Fue una visión que no olvidarían nunca. Y por eso, cuando alcanzarían al Jueves Santo y Viernes Santo y verían su Señor capturado e insultado, desnudado y azotado, escupido y obligado a llevar la cruz; la sangre, las espinas, los clavos, la lanza; y por último su cuerpo sin vida colocado en la tumba fría—cuando verían todo esto con sus ojos físicos, recordarían y verían con los ojos de fe la luz relampagueante, y Moisés y Elías, y la nube y la voz—y sabrían que más que podrían ver con sus ojos físicos estaría pasando. Así San Pedro escribiría en su segunda carta:

Fuimos testigos oculares de su majestad… Nosotros mismos escuchamos esta declaración, hecha desde el cielo cuando estábamos con Él en el monte santo. Y así tenemos la palabra profética más segura, a la cual hacéis bien en prestar atención como a una lámpara que brilla en el lugar oscuro, hasta que el día despunte y el lucero de la mañana aparezca en vuestros corazones. (2 Pe 1, 16-19)

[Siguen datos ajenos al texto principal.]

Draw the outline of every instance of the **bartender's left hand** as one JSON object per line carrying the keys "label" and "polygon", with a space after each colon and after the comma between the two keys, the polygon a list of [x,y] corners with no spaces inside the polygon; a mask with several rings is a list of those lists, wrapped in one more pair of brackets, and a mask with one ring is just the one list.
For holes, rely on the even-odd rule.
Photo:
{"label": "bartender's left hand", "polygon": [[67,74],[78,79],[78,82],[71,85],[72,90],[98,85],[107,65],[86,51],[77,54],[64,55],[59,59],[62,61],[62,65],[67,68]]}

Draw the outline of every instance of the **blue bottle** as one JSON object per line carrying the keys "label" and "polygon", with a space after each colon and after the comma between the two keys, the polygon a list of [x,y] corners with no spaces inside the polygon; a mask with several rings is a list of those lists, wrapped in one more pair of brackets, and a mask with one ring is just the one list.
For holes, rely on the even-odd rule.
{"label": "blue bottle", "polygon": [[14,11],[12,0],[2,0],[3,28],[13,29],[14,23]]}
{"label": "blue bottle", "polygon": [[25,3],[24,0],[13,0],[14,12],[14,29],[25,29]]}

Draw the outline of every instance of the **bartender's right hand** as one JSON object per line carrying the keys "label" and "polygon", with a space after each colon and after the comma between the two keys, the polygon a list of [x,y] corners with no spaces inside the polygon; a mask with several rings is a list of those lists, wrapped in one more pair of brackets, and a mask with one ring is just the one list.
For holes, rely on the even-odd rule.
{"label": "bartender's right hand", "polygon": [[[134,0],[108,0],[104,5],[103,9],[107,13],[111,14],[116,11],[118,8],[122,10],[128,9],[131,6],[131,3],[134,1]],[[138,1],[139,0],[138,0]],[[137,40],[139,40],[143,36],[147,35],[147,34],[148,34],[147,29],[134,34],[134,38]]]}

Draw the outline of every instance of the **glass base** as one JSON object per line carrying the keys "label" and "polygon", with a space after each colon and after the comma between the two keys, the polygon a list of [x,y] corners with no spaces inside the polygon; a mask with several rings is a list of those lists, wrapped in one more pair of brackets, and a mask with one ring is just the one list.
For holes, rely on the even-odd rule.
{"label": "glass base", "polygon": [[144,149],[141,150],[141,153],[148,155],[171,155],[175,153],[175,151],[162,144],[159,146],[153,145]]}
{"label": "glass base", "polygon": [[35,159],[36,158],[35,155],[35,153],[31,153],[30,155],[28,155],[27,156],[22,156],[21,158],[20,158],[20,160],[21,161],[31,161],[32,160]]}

Y así a nosotros también nuestro Señor nos fortalece con esta revelación de su gloria ante nuestros ojos de fe. Recibimos este don edificante por estas palabras inspiradas de la Escritura; lo recibimos también por medio del testimonio de los santos de todos los siglos; lo recibimos de otros que conocemos y también, a veces, lo recibimos nosotros mismos: vislumbres de la gloria de nuestro Señor Jesús, y de la realidad y los premios del cielo, y de la elaboración de su plan de salvación en nuestras vidas y las vidas de otros. Y por estas vislumbres recibimos la fuerza que necesitamos para negar a nuestros estómagos y dar de nosotros mismos—de dar la misericordia a otros y la oración amante a nuestro Señor.

“Porque por fe andamos, no por vista.” (2 Cor 5:7) “A la cual hacéis bien en prestar atención como a una lámpara que brilla en el lugar oscuro,” y así poder vivir como ciudadanos del cielo en la Cuaresma y en todas nuestras vidas.